After this functionality is enabled as a guardrail, the model will prohibit unsupported actions. The instance illustrated in the following figure depicts a scenario where requesting investment advice is a restricted behavior, leading the model to decline providing a response.

After the model is invoked, the user can navigate to CloudWatch to view the relevant logs. In cases where the model denies or intervenes in certain actions, such as providing investment advice, the logs will reflect the specific reasons for the intervention, as shown in the following figure. By examining the logs, you can gain insights into the model’s behavior, understand why certain actions were denied or restricted, and verify that the model is operating within the intended guidelines and boundaries. For the controls defined under the safety section of the assessment, you might want to design more experiments by considering various risks that arise from your application. The logs and documentation collected from the experiments can be attached as evidence to demonstrate the safety of the application.

Secure
NIST defines AI systems to be secure when they maintain confidentiality, integrity, and availability through protection mechanisms that prevent unauthorized access and use.

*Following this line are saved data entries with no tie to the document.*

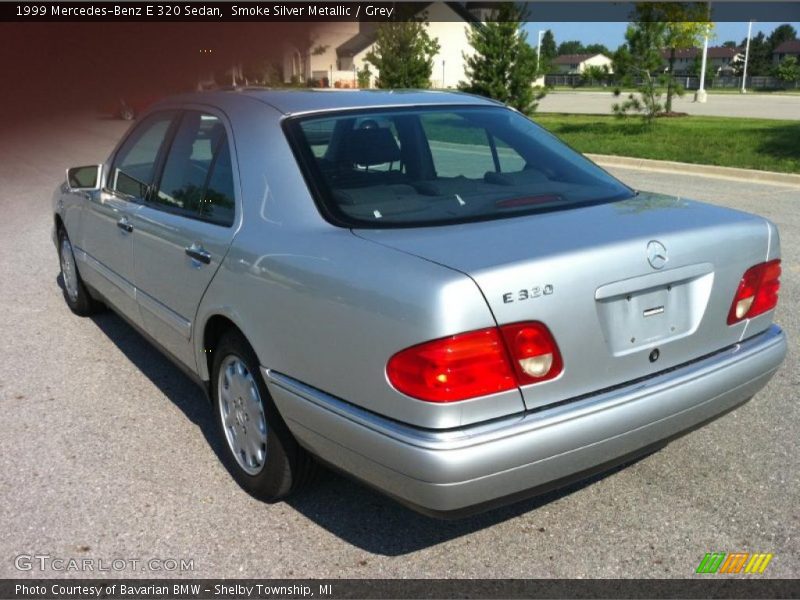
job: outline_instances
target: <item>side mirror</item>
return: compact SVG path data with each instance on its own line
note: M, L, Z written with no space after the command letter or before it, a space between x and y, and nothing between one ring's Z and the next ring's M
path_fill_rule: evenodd
M71 190L99 190L103 165L67 169L67 185Z

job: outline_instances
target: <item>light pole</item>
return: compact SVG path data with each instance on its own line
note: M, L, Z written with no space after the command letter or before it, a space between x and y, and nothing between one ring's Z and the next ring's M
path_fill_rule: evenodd
M708 34L711 29L711 2L708 3L708 24L706 25L706 35L703 38L703 60L700 64L700 87L694 95L694 101L703 103L708 100L706 94L706 61L708 59Z
M708 57L708 28L706 28L706 36L703 39L703 60L700 63L700 87L694 95L695 102L705 102L708 100L706 93L706 59Z
M747 24L747 44L744 47L744 69L742 69L742 93L746 94L745 84L747 83L747 61L750 59L750 34L753 32L753 22Z
M545 34L545 31L540 29L539 30L539 41L536 44L536 76L539 76L539 59L542 56L542 36Z
M447 84L444 82L444 59L442 59L442 89L446 88Z

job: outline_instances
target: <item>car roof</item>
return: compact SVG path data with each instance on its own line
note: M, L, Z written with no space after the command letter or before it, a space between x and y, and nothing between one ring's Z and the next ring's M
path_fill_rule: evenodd
M285 115L390 106L453 104L497 106L500 104L481 96L448 91L268 88L235 88L225 91L196 92L169 98L166 102L224 106L235 101L236 97L242 96L263 102Z

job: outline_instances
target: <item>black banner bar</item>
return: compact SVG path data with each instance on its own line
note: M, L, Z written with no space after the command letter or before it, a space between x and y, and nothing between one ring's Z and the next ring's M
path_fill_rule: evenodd
M448 2L444 11L450 20L460 21L472 9L485 3ZM527 18L532 22L624 22L631 18L636 3L630 1L550 0L526 2ZM304 2L228 0L113 0L66 1L22 0L0 2L0 21L9 22L382 22L415 14L418 2ZM719 0L711 3L711 20L716 22L800 21L800 2L741 2Z
M800 598L800 580L701 579L4 579L12 600L376 598Z

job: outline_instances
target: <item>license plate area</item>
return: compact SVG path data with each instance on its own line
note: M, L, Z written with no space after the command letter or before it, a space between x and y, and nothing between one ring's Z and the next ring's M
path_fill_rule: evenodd
M697 329L714 275L711 265L692 267L651 273L597 290L598 319L614 356L686 337Z

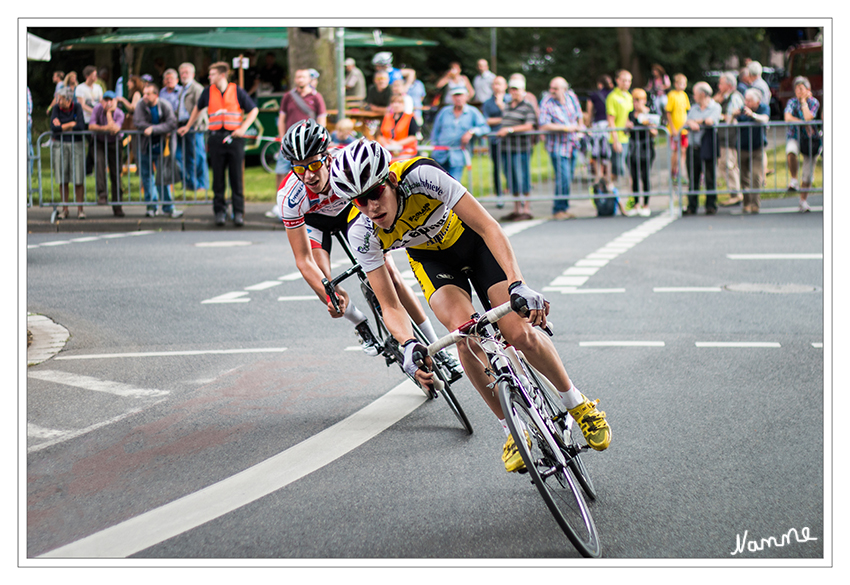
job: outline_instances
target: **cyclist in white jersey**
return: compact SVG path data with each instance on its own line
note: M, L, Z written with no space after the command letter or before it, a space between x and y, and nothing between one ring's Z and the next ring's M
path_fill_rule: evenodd
M363 350L377 355L378 342L368 326L366 315L350 301L348 293L337 286L339 312L328 301L322 278L331 278L331 242L335 231L346 232L348 222L358 215L351 203L330 190L329 168L337 149L329 150L328 131L314 120L291 126L281 141L281 154L292 163L292 171L277 192L277 206L295 263L304 280L322 302L327 302L331 317L345 317L355 326ZM401 278L392 258L387 258L393 285L410 317L422 332L436 340L437 335L413 290ZM459 365L451 364L457 375Z
M474 312L470 278L485 291L492 306L523 299L527 318L512 313L499 321L505 339L522 351L561 394L564 405L578 422L588 445L602 451L611 432L605 413L581 394L567 375L549 337L533 328L545 326L549 303L524 282L510 242L499 224L466 188L433 160L414 158L390 164L390 153L373 141L361 140L338 153L331 166L336 195L351 200L361 215L348 232L358 262L367 271L369 284L383 308L390 333L404 346L404 366L420 384L429 384L433 373L413 363L416 349L401 302L383 262L387 250L406 248L413 272L434 314L449 330L465 323ZM466 268L472 269L467 276ZM417 347L418 346L418 347ZM488 387L486 357L480 349L458 345L461 363L470 382L493 411L507 435L502 460L507 471L524 468L508 431L498 397ZM473 352L479 355L473 355Z

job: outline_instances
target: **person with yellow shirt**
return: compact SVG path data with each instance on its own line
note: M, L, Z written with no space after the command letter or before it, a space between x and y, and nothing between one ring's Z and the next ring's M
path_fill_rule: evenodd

Applications developed using generative AI should build defenses for adversarial threats including but not limited to prompt injection, data poisoning if a model is being fine-tuned or pre-trained, and model and data extraction exploits through AI endpoints.
Your information security teams should conduct standard security assessments that have been adapted to address the new challenges with generative AI models and applications—such as adversarial threats—and consider mitigations such as red-teaming. To learn more on various security considerations for generative AI applications, see Securing generative AI: An introduction to the Generative AI Security Scoping Matrix. The resulting documentation of the security assessments can be attached as evidence to this section of the assessment.
Sustainable
Sustainability refers to the “state of the global system, including environmental, social, and economic aspects, in which the needs of the present are met without compromising the ability of future generations to meet their own needs.”
Some actions that contribute to a more sustainable design of generative AI applications include considering and testing smaller models to achieve the same functionality, optimizing hardware and data storage, and using efficient training algorithms. To learn more about how you can do this, see Optimize generative AI workloads for environmental sustainability. Considerations implemented for achieving more sustainable applications can be added as evidence for the controls related to this part of the assessment.
Conclusion
In this post, we used the example of an insurance claims assistant powered by Amazon Bedrock Agents and looked at various principles that you need to consider when getting this application audit ready using the AWS generative AI best practices framework on Audit Manager. We defined each principle of safeguarding applications for trustworthy AI and provided some best practices for achieving the key objectives of the principles. Finally, we showed you how these development and design choices can be added to the assessment as evidence to help you prepare for an audit.
The AWS generative AI best practices framework provides a purpose-built tool that you can use for monitoring and governance of your generative AI projects on Amazon Bedrock and Amazon SageMaker. To learn more, see:

AWS generative AI best practices framework v2
AWS Audit Manager launches AWS Best Practices Framework for Generative AI
AWS Audit Manager extends generative AI best practices framework to Amazon SageMaker

About the Authors
Bharathi Srinivasan is a Generative AI Data Scientist at the AWS Worldwide Specialist Organisation. She works on developing solutions for Responsible AI, focusing on algorithmic fairness, veracity of large language models, and explainability. Bharathi guides internal teams and AWS customers on their responsible AI journey. She has presented her work at various learning conferences.
Irem Gokcek is a Data Architect in the AWS Professional Services team, with expertise spanning both Analytics and AI/ML. She has worked with customers from various industries such as retail, automotive, manufacturing and finance to build scalable data architectures and generate valuable insights from the data. In her free time, she is passionate about swimming and painting.
Fiona McCann is a Solutions Architect at Amazon Web Services in the public sector. She specializes in AI/ML with a focus on Responsible AI. Fiona has a passion for helping nonprofit customers achieve their missions with cloud solutions. Outside of building on AWS, she loves baking, traveling, and running half marathons in cities she visits.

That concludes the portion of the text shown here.